2.7. In vitro drug release

DOX release from PEG-PTMC-DA and PEG-DA hydrogels was realized under in vitro conditions. Briefly, 50 mg dried hydrogel was immersed in DOX solution at 5.0 mg/mL, and allowed to swell for 24 h. Drug loaded hydrogel was washed 5 times to remove drug at the surface, and then placed in 10 mL pH 7.4 PBS. Drug release was performed at 37 °C in a water bath shaker at 80 rpm. At pre-determined time points, all the release medium was removed, and replaced with the same volume of medium. The content of DOX in the release medium was determined by using a microplate reader at 490 nm (Spark®, Tecan).

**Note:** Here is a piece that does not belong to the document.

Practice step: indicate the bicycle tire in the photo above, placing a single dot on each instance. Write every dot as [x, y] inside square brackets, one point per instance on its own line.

2.8. In vitro anticancer activity

Sulforhodamine B (SRB) assay was used to evaluate the effect of free drug and drug-loaded hydrogels on proliferation of human breast cancer SK-BR-3 cell line (ATCC, HTB-30). 5 mg DOX was dissolved in 1 mL PBS. 50 mg dried gel was then added to the solution, and allowed to swell overnight to yield a drug-loaded hydrogel which was then freeze dried for 48 h. A weighed piece of drug-loaded hydrogel was used to determine the drug content. Cell suspension was prepared at a density of 5 × 104 cells/mL in McCoy’s 5A culture medium supplemented with 10% FBS, 100 U/mL penicillin, 100 μg/mL streptomycin and 10 mM HEPES (pH 7.3). 1.0 mL suspension of SK-BR-3 cells was added to each well of a 24-well plate, and incubated for 24 h at 37 °C in a humidified atmosphere containing 5% CO2 to allow cell adhesion. The culture medium was then removed, and transwell inserts with a polycarbonate porous membrane (0.4 µm pore size), containing gel samples, were placed in wells. Subsequently, culture medium was added at both sides of membrane and cell incubation then proceeded for 72. Cell incubation then proceeded for 72 h. Untreated cells were used as negative control.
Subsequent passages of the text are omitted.